Sur terre, dans le ciel, sur l’eau, les moyens de transport n’ont cessé d’évoluer depuis la nuit des temps. Du cheval à la voiture électrique en passant par la locomotive et l’avion, des développements vers toujours plus de puissance et de rapidité ont vu le jour mais parfois au détriment de notre planète.  Des formes de mobilité alternatives apparaissent, moins axées sur l'utilisation de combustibles fossiles et émettant donc moins de gaz carbonique. Mais alors, quand roulerons-nous tous en véhicule électrique ? Quel impact les technologies auront-elles sur notre écosystème de transports ? Les évolutions seront-elles les mêmes partout dans le monde ?
Leo Johnson, expert en économie et développement durable nous livre sa vision de la mobilité dans un futur plus ou moins proche.

Nous avons parcouru 250 mètres, jusque là tout va bien. Je suis installé sur la banquette arrière d'un prototype de véhicule sans conducteur à Singapour pour mon émission sur la BBC Radio 4 qui explore l'avenir de la mobilité à long terme. Nous montons une route quand tout à coup un défaut de la surface de la chaussée perturbe le capteur à l'avant du véhicule. Sans prévenir, la voiture fait une embardée vers le mauvais côté de la route où une énorme benne menace de nous percuter. Le conducteur de secours - humain, celui-ci - prend les commandes au dernier moment et nous remet sur la bonne voie. Je ne comprends pas bien ce qu'il marmonne, mais je suppose qu'il nous explique que bon, c'était presque la fin de nos jours, mais il faut comprendre, ce n'est pas le véhicule sans conducteur habituel qu'on achète chez le concessionnaire, c'est du bricolé maison rien qu'avec des composants qu'on trouve dans le commerce pour pouvoir commercialiser plus vite. Soulagé quand même, il ne me reste plus qu'à acquiescer. Plus tard, en visite au Ministère des transports, j'apprends la vision globale des transports du futur : première étape, c'est le véhicule sans conducteur qui évolue dans un écosystème de transports reposant sur la 5G, la blockchain et les véhicules volants autoguidés. Deuxième étape, on automatise la totalité de l'économie. Troisième étape, tous les citoyens reçoivent le revenu universel de base. Quatrième et dernière étape : puisque le changement climatique a fini par inonder le nord de Djakarta, on ferme les portes de la ville à double tour pour empêcher l'entrée des migrants. 

Et c'est ça, l'avenir de la mobilité ?

Beaucoup parmi nous ont grandi dans des villes qui se sont mises à l'heure de l'automobile. Leurs limites, leurs artères, tout est défini par les enfants de la révolution du transport initiée par Henry Ford il y déjà plus d'un siècle.

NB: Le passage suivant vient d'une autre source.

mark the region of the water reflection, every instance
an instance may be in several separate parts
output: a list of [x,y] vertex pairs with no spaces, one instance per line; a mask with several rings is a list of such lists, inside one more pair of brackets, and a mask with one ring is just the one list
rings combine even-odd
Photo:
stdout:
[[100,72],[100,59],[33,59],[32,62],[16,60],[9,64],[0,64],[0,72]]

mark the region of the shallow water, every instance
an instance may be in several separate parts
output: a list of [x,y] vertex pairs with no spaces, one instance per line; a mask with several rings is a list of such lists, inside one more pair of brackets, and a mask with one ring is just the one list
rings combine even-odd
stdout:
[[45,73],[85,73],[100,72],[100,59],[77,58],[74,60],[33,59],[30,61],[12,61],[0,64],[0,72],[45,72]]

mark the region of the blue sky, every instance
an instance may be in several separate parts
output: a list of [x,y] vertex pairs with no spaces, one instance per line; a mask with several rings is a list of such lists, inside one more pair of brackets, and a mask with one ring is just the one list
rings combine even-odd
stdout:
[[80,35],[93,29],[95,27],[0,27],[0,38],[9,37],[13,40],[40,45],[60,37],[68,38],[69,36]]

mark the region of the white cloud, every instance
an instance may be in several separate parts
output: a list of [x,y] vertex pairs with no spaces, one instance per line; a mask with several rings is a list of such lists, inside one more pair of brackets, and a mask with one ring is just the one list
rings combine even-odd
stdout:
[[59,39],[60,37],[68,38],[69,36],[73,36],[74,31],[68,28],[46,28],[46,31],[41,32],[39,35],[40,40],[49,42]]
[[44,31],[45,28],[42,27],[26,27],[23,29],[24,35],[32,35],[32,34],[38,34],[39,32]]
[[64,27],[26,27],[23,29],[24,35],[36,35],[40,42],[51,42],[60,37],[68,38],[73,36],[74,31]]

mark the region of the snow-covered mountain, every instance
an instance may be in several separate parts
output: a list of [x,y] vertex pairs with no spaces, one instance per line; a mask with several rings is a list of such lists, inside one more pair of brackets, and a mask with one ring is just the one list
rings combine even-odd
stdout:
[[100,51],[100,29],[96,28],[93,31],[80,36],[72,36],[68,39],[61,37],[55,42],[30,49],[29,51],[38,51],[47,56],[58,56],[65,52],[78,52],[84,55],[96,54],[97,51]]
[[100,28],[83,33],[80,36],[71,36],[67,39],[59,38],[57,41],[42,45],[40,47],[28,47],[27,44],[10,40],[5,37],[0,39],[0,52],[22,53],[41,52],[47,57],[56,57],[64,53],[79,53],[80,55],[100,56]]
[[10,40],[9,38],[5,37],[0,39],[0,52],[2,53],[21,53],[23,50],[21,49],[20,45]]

Alors, une nouvelle révolution du transport va-t-elle bientôt remodeler non seulement notre façon de nous déplacer mais aussi nos villes tout entières ? On pourra difficilement arrêter les grandes tendances de l'avenir. L'évolution exponentielle des technologies, la blockchain, l'internet des objets, la nanotechnologie et même la mécanique quantique qui améliore la performance des batteries ne manqueront pas d'accélérer le mouvement et de jeter les fondations d'un écosystème des transports radicalement différent de ce que nous connaissons. A court terme, bien entendu, il reste toujours des obstacles qu'il n'est pas aisé d'enjamber et qui sont susceptibles de ralentir la transformation : de l'opinion publique aux problèmes liés à la sécurité pendant la phase de transition, en passant par le cadre juridique complexe.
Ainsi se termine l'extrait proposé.